Von Wolfgang Stritzl. Erstellt am 03. Februar 2021 (01:28)

Es gibt Tage, da weiß man auch Jahre später, wo man gewesen ist. Und dies muss nicht immer mit so tragischen Ereignissen wie jenen am 11. September 2001 zusammen hängen, als Terroranschläge die Welt erschütterten.

Es war der 30. August 2003. Großweikersdorf feierte in Ravelsbach einen 11:0-Kantersieg. Schon erstaunlich genug. Es kommt noch besser. Alle elf Tore erzielte derselbe Spieler: Milan Dovedan. Als am selben Abend der Anruf von Gerald Rabl kam, um der NÖN vom historischen Ereignis zu berichten, war klar, dass dies ein Telefonat ist, das man nicht vergessen wird. Mehr als 19 Jahre und ein Engagement bei Red Bull Salzburg später, ist Rabl in Großweikersdorf zurück. Und Dovedan spielt mit bald 55 noch immer …

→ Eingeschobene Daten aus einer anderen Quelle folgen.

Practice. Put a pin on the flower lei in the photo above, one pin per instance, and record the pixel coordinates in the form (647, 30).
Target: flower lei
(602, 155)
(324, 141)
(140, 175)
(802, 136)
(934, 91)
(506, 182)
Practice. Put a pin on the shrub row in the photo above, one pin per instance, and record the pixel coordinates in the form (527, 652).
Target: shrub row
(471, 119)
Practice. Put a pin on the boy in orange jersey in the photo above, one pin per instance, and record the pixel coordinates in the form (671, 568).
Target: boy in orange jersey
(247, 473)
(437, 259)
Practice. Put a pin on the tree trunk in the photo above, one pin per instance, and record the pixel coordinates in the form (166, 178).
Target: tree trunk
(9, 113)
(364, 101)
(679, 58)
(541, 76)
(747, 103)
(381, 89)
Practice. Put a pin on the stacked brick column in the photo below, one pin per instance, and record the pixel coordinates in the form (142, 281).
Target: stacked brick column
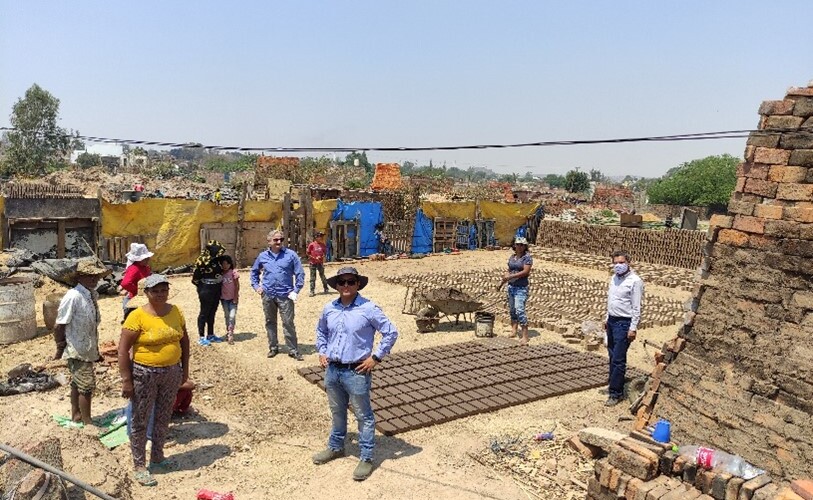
(744, 380)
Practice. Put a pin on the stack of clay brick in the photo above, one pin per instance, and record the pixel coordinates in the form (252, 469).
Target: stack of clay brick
(387, 177)
(676, 248)
(636, 467)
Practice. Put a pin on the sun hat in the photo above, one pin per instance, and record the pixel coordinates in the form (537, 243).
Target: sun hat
(138, 252)
(88, 267)
(150, 281)
(332, 281)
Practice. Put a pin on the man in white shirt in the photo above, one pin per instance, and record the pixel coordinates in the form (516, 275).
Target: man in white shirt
(621, 323)
(77, 336)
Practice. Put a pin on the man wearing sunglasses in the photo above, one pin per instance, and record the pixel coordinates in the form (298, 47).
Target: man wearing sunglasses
(344, 340)
(282, 279)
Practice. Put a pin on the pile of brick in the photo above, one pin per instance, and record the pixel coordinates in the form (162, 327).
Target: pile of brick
(636, 467)
(677, 248)
(613, 197)
(387, 177)
(742, 381)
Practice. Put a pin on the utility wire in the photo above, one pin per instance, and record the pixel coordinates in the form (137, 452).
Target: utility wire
(702, 136)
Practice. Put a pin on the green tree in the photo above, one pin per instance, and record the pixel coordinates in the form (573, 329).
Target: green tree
(37, 144)
(577, 181)
(597, 176)
(88, 160)
(705, 182)
(554, 180)
(350, 160)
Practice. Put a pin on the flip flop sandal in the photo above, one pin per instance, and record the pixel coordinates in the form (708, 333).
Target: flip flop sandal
(144, 478)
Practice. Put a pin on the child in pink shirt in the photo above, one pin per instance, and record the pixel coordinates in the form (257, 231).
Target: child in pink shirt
(229, 295)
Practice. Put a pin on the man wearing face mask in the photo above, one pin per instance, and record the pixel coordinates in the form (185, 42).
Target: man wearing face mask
(621, 323)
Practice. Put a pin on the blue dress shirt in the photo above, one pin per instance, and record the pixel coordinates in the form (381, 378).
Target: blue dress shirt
(345, 334)
(278, 273)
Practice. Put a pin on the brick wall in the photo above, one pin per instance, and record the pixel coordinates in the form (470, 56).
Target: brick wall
(744, 380)
(670, 247)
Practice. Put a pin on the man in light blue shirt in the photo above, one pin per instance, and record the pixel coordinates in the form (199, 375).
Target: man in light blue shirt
(282, 279)
(344, 340)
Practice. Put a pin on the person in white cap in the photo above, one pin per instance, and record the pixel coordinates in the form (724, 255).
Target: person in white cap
(138, 268)
(519, 268)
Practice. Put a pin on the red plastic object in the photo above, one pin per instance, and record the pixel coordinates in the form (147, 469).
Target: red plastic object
(213, 495)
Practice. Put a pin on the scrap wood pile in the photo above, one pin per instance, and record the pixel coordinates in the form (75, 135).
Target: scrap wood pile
(542, 469)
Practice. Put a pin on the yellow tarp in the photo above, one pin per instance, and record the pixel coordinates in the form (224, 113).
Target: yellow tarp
(509, 216)
(322, 211)
(171, 228)
(451, 209)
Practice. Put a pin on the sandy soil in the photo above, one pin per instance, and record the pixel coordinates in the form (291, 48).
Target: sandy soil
(259, 422)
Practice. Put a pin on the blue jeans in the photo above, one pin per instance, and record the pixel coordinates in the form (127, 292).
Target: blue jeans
(617, 345)
(230, 311)
(344, 386)
(517, 295)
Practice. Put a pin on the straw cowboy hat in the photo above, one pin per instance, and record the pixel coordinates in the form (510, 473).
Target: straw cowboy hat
(520, 241)
(88, 267)
(138, 252)
(150, 281)
(347, 270)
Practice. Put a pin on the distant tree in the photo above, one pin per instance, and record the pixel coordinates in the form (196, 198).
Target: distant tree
(597, 176)
(705, 182)
(350, 159)
(554, 180)
(88, 160)
(577, 181)
(37, 144)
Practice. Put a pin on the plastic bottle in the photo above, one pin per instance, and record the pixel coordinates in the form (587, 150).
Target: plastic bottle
(709, 458)
(213, 495)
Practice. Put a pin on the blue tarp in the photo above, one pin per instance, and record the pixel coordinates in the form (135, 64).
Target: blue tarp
(369, 214)
(422, 236)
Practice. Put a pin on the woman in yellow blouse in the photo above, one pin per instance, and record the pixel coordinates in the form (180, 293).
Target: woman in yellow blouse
(156, 334)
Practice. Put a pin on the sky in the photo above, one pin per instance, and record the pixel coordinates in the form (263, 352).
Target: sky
(421, 73)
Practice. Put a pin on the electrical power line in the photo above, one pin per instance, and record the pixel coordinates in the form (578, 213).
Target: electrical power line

Milan Dovedan hätte bei höherklassigen Klubs spielen können. Er war ein Inbegriff an Vereinstreue und blieb dort, wo er sich am wohlsten fühlte. Dovedan ist zu danken, dass er die Komfortzone nicht verließ, um es weiter oben zu versuchen. Sonst hätte es die elf Tore, mit denen er sich einen Eintrag in die Geschichtsbücher sicherte, nicht gegeben.